When designing an incremental generator, the objective isn't to be overly ingenious, but rather to explicitly define dependencies and transformations, enabling the engine to perform optimizations on your behalf. The following guidelines are derived from the principles we've discussed:

Maintain Immutable and Pure Inputs: Eschew static state, random values, or I/O operations within your transformations.
Prioritize Inexpensive Operations: Employ syntax predicates to filter candidates rigorously before engaging with the semantic model, which is a more resource-intensive operation.
Structure Data into Small Models: Convert syntax and symbols into clear, testable record types such as ApiClientModel for improved reasoning.
Leverage Where, Select, Combine, and Collect for Dependency Expression: Allow the framework to manage invalidation; concentrate on ensuring correctness.
Implement Early Filtering for Selective Emission: If an input doesn't necessitate code generation, ensure it's removed from the pipeline's later stages.
Aggregate Thoughtfully: Utilize Collect only when a genuinely global view is required, as it compels a broader invalidation across the pipeline whenever any input changes.
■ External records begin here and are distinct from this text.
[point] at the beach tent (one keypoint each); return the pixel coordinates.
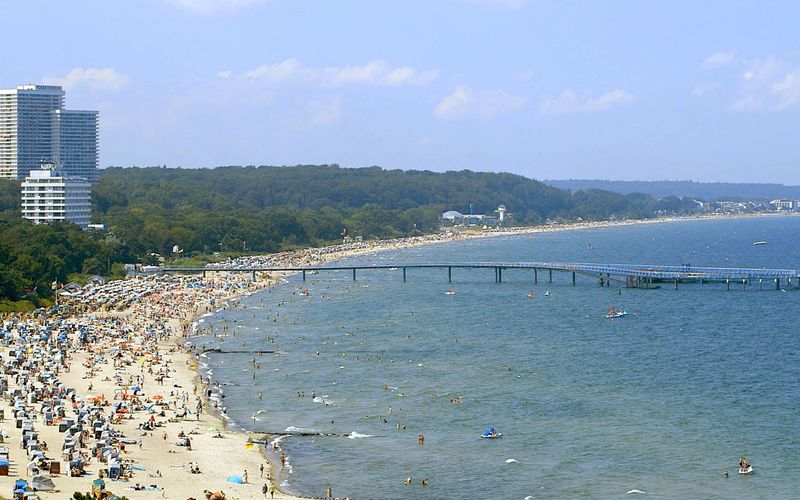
(42, 483)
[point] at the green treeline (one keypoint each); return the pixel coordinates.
(268, 209)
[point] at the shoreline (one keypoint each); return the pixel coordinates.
(379, 246)
(121, 316)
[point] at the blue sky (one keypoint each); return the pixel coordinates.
(633, 90)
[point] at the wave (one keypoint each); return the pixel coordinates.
(292, 428)
(358, 435)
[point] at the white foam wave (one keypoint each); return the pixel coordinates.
(358, 435)
(292, 428)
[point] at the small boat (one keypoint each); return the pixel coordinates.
(613, 313)
(491, 433)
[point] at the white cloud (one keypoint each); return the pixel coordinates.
(787, 90)
(508, 4)
(377, 73)
(701, 89)
(95, 79)
(769, 83)
(570, 102)
(214, 6)
(324, 112)
(465, 101)
(719, 60)
(316, 113)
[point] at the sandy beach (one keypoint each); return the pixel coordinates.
(110, 383)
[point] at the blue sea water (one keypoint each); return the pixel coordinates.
(659, 401)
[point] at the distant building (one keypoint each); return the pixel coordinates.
(35, 128)
(783, 204)
(501, 214)
(453, 217)
(457, 219)
(49, 196)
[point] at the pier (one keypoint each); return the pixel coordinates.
(627, 275)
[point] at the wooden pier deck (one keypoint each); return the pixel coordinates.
(629, 275)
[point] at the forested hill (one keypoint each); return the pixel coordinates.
(316, 187)
(266, 209)
(699, 190)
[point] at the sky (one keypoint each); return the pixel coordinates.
(627, 90)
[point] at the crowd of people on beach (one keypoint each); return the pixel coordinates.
(87, 383)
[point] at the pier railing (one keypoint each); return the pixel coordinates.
(632, 275)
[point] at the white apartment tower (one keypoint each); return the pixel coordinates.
(35, 129)
(49, 196)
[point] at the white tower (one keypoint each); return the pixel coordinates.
(501, 210)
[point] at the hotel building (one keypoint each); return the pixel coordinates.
(50, 196)
(36, 129)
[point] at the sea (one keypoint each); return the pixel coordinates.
(655, 404)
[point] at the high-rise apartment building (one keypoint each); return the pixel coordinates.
(49, 196)
(36, 129)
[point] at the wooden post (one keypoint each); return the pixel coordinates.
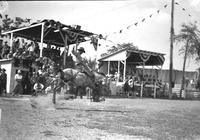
(118, 71)
(155, 89)
(171, 50)
(141, 91)
(42, 39)
(54, 96)
(124, 78)
(108, 67)
(11, 42)
(65, 51)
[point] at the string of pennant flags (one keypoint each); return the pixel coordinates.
(144, 19)
(135, 23)
(185, 10)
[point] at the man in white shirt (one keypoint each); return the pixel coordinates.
(79, 62)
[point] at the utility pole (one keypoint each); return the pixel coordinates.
(171, 50)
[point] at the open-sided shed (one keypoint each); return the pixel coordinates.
(134, 57)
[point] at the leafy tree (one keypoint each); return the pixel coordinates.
(190, 41)
(6, 23)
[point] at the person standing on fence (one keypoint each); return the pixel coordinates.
(18, 88)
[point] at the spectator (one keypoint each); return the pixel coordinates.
(31, 48)
(38, 87)
(18, 88)
(5, 50)
(3, 81)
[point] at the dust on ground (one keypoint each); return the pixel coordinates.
(114, 119)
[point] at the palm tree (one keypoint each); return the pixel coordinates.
(189, 38)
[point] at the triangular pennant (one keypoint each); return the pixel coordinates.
(28, 20)
(136, 24)
(128, 26)
(106, 37)
(143, 19)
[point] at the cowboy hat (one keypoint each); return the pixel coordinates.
(81, 49)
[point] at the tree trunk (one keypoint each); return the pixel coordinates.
(183, 76)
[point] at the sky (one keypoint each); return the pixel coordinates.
(109, 17)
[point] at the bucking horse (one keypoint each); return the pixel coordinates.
(81, 80)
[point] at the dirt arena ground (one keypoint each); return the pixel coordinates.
(114, 119)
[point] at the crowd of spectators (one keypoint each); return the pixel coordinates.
(25, 54)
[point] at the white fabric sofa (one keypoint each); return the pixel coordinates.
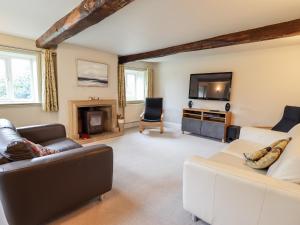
(222, 190)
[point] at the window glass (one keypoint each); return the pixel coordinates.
(136, 85)
(18, 78)
(3, 80)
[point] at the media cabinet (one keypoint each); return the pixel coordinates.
(204, 122)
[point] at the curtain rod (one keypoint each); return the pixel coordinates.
(23, 49)
(135, 68)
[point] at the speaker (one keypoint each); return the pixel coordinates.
(227, 107)
(233, 133)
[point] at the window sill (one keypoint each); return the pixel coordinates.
(135, 102)
(19, 103)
Adhering to these principles will result in generators that provide a 'frictionless' experience for your users, even within extensive codebases.

Rethinking Generators as Data Pipelines

It's easy to perceive an incremental generator merely as an advanced string builder that operates during compilation. However, a deeper exploration of its pipeline reveals a distinct perspective: an IIncrementalGenerator functions as a miniature dataflow program embedded within the compiler. It processes immutable snapshots of your code, applies a sequence of pure transformations, and generates new code exclusively when the underlying data undergoes modification. This paradigm shift in understanding unlocks new possibilities:

The ability to confidently integrate more sophisticated analysis, knowing it will be efficiently cached.
The capacity to model intricate relationships, including cross-file aggregations.
The opportunity to treat configuration files as integral, first-class inputs, rather than temporary workarounds.

Essentially, this approach transforms your interaction from battling the compiler to actively collaborating with it.